Thanks in advance, dp

As you have 5 master eligible nodes, minimum_master_nodes should be set to 3, not 2. With the current configuration you could end up with a split cluster.

Hi Christian,

Thanks for response.

I updated the discovery zen minimum master nodes to 3.

and reduced the timeouts to 10s. I am getting the below error.

[node-4] [13] failed to ping {#zen_unicast_xxx.xxx.197.18:9200_0#}{z5D73ZMaQbSqgfJcrq9t3A}{xxx.xxx.197.18}{xxx.xxx.197.18:9200}
org.elasticsearch.transport.ConnectTransportException: [][xxx.xxx.197.18:9200] handshake_timeout[10s]

I also see the below exception in logs...

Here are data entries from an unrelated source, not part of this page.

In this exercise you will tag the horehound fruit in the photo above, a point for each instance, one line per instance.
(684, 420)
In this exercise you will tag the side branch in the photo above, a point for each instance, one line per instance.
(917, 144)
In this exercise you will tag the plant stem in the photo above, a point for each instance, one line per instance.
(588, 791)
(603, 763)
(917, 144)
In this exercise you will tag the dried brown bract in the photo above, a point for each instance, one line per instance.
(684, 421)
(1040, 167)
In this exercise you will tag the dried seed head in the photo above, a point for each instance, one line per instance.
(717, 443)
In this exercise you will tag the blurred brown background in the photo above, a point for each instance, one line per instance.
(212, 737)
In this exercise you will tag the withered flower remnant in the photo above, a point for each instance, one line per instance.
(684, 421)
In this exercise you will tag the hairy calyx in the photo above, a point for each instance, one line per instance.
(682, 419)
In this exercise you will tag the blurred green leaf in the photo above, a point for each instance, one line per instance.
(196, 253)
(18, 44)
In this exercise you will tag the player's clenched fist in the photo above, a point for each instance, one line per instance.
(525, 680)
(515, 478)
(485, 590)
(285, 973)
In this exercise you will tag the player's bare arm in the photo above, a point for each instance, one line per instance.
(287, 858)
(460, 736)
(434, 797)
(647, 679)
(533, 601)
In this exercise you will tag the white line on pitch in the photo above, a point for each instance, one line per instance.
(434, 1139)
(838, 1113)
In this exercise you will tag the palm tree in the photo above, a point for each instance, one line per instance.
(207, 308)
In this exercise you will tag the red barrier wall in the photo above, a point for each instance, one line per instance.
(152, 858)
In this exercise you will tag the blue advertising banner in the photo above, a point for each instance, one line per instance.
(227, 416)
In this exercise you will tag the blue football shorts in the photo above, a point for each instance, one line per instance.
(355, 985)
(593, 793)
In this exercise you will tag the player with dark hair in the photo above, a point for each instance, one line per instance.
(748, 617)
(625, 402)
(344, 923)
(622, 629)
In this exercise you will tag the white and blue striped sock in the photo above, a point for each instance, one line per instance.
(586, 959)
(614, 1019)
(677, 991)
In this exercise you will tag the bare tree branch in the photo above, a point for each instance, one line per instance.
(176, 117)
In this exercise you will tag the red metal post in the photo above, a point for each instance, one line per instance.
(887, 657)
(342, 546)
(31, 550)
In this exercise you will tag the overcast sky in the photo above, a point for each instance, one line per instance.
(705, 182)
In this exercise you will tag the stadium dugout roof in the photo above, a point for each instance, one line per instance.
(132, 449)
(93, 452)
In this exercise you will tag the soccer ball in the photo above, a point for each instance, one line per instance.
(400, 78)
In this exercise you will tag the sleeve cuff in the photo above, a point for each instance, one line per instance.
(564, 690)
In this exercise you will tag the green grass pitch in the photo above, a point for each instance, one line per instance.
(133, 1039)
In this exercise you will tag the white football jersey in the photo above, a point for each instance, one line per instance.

[2017-05-20T19:55:35,600][WARN ][o.e.t.n.Netty4Transport ] [node-5] exception caught on transport layer [[id: 0x9445bdb5, L:/10.156.197.18:34094 - R:/10.156.197.15:9200]], closing connection
io.netty.handler.codec.DecoderException: java.io.StreamCorruptedException: invalid internal transport message format, got (48,54,54,50)

The below log statement repeating every few sec.
[o.e.d.z.ZenDiscovery ] [node-3] not enough master nodes discovered during pinging (found [[Candidate{node={node-3}{KtGoZr7YSmeTuMHTMquQJQ}{nso4kJ5qSzag5zE2sRZ3Sw}{xxx.xxx.197.16}{xxx.xxx.197.16:9300}, clusterStateVersion=-1}]], but needed [3]), pinging again

I do see telnet at port 9200 && 9300 are good.

Unicast port should be 9300, not 9200, as this is the HTTP port.

1 Like

Hi Christian,

I removed :9200 from

discovery.zen.ping.unicast.hosts:

Its started working.

Thanks for your help.
-dp

This topic was automatically closed 28 days after the last reply. New replies are no longer allowed.